Installation and usage

  1. This program is based on CUDA. Before installation, please make sure that you have installed CUDA 10.1 or later versions.

  2. Download the file CTG.cu.

  3. Makefile. Run this command in the terminal:

     nvcc CTG.cu -o CTG -lcublas
    
  4. Add the path with CTG into your environment variables.

  5. Use this command to run the program:

     CTG -i input_matrix_name -o output_matrix_name -alpha alpha -iteration_numbers k
    

    with the meanings of the parameters:

    1. -i: The name of the file storing the input matrix. It should be stored in the coordinate format:

       bin1    bin2    count
      
       e.g. 
      
       2	2	4.78862e+01
       2	3	4.79380e+01
       2	5	3.41081e+01
       2	8	1.97129e+01
       2	9	9.91527e+00
       2	10	2.68997e+00
       2	11	8.69303e+00
       2	12	1.12322e+01
       2	13	5.88250e+00
       2	14	1.05338e+01
      

      Note that the index of bins should start from 1.

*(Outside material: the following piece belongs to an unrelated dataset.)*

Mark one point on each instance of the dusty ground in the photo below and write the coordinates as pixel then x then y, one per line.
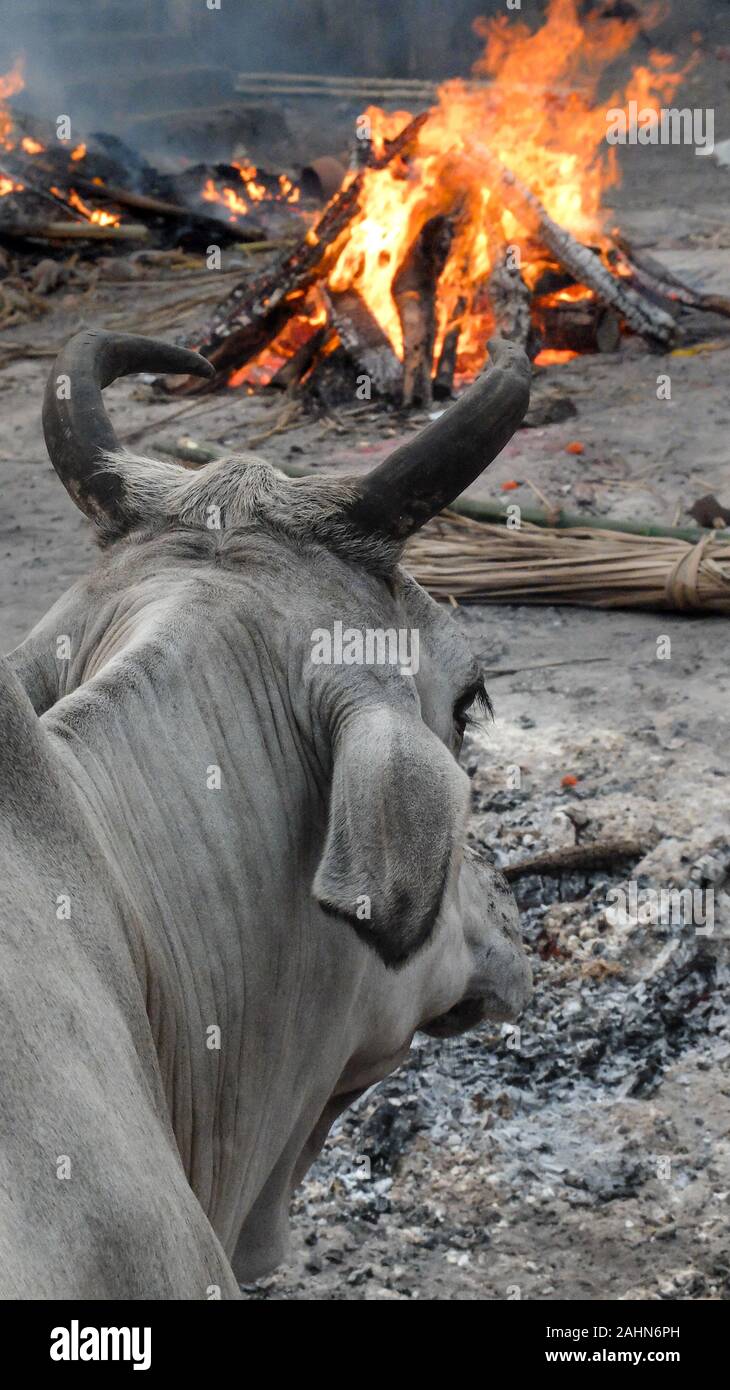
pixel 588 1155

    2. -o: The name of the file to store the output $\mathrm{C_T G}$ matrix. It should be a binary file, and can be read using the following code in python:

       import numpy as np
       CTG = np.fromfile(output_matrix_name,dtype='float32')
       N = int(len(CTG)**(1/2))
       CTG = np.reshape(CTG,(N,N))
      
    3. -alpha: The parameter in the $\mathrm{C_T G}$ algorithm. It is $\lambda$ in the following equation:

      $$S^{(k)} = \sum_{t=1}^k \mathrm{e}^{-\lambda t} P^t$$

      The default value is 0.3.

    4. -iteration_numbers: The largest k in the equation above. The default value is 20.